Will your HMO require a licence?

From 1 October 2018 new licensing rules apply for Houses in Multiple Occupation (HMO) in England in relation to the number of storeys. We have also seen the introduction of minimum room sizes and the requirement for adequate domestic refuse facilities in licensed HMOs.

It is fundamental to understand that the new rules will not affect whether a property is an HMO, but whether an HMO requires a licence.

On 23 February 2018 new licensing rules were agreed by Parliament and are now in force. The new rules are covered by “The Licensing of Houses in Multiple Occupation (Prescribed Description) (England) Order 2018”.  New mandatory conditions apply to all licensable HMOs that fall under the stated criteria, further tightening up the market and minimising the number of unfit properties.

From October the new definition of which HMOs require a licence will be ‘any property occupied by five or more people, forming two or more separate households’.

The new licensing rules leave the ‘people’ and  ‘households’ unchanged (five people from two or more households), but require HMOs on any number of floors to be licensed.  There is an exclusion that if the property is in a purpose built block of three or more flats, it is not covered by the requirement to be licensed under mandatory licensing.

For example, if there are five students sharing a two storey property, this is currently an HMO. This property would not be subject to mandatory licensing as the property is not over three storeys. However, from October this property would be subject to mandatory licensing as the number of storeys no long applies and the property is occupied by five or more persons forming two or more households.

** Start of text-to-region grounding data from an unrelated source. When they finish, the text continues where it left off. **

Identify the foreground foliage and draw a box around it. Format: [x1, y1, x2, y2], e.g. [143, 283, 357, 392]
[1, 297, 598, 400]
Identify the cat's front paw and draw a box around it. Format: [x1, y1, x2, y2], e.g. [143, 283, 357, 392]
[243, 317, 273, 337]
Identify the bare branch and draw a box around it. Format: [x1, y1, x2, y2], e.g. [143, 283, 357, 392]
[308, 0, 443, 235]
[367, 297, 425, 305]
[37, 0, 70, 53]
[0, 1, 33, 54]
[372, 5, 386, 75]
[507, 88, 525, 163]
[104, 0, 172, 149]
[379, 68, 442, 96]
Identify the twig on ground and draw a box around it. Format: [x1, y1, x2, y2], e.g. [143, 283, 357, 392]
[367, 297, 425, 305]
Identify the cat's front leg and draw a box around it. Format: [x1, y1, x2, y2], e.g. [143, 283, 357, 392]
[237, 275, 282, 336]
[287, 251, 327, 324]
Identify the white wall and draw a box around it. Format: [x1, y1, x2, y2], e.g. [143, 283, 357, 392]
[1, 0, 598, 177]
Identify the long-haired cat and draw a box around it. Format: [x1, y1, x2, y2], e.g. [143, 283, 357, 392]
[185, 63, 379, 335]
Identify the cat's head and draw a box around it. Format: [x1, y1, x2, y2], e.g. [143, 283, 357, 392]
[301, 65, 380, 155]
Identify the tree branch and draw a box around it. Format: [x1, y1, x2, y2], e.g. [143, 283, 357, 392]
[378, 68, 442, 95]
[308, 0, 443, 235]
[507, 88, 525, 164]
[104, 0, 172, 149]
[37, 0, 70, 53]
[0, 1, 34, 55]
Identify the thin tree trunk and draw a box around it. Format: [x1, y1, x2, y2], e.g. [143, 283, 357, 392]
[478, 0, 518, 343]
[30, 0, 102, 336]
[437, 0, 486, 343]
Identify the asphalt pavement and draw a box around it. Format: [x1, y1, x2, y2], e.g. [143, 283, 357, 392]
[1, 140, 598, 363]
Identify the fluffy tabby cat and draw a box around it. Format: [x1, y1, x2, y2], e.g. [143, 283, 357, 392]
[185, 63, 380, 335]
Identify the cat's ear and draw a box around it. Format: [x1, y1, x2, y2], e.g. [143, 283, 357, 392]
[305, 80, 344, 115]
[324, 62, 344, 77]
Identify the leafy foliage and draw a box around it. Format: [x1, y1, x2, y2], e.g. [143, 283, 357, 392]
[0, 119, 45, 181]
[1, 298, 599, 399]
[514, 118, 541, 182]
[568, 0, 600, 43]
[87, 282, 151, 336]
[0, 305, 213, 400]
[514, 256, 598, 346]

The new regulations are expected to bring an additional 177,000 HMOs under the mandatory licensing scheme in England. Where other licensing schemes are already in place for landlords, (which accounts for about 20,000 HMOs) existing licences will count as mandatory licences until they expire.

If you currently rent an HMO which did not previously require licensing but will after the new order comes into force, you will be required to apply for a licence through your local authority on 1 October 2018 in order to lawfully continue renting out the property.

In addition, ‘The Licensing of Houses in Multiple Occupation Mandatory Conditions of Licences) (England) Regulations 2018’ came into force, introducing minimum room sizes and refuse provisions.

The regulations set minimum bedroom size standards and local authorities can apply even tougher rules in order to address specific local needs. Breach of such restrictions will attract civil penalties of up to £30,000.  The new standards will apply to all landlords seeking new licences from the date of licensing. Landlords of properties with existing licences will be given up to 18 months to make necessary changes to their property in order to comply.

Minimum space requirements

  • Rooms used for sleeping by one person over ten years old will have to be no smaller than 6.51 square metres, and those slept in by two people over ten years old will have to be no smaller than 10.22 square metres.  An important point to take note of is the minimum height requirement of 1.5M– which could greatly impact Tyneside Flats; as often beds are put under sloping ceilings and if the height is less than 1.5M, then that space will not count.
  • Rooms slept in by children of ten years and younger will have to be no smaller than 4.64 square metres.

The licence will specify the maximum  number of persons (if any) who may occupy any room and the total number across the different rooms must not exceed the number of persons for whom the property is suitable.

In a bid to stop refuse from piling up outside shared rented properties, landlords are now required to provide adequate domestic waste storage facilities in line with the local authority rules. The local authority will prescribe the number and use of receptacles for the storage and disposal of waste and recycling generated by the HMO. In the Government’s opinion this is a fair and proper responsibility of an HMO landlord.

Please note, although the new electrical testing requirements for non-HMO properties has been delayed, as an HMO Landlord, the law remains the same as 2007.  This means an electrical certificate is required for all HMO’s, not just those that are licensable.

These latest measures build on wider government action to increase standards within the private rented sector by tackling rogue landlords.  This includes the new database of rogue landlords and the introduction of banning order offences that came into force on 1 April 2018.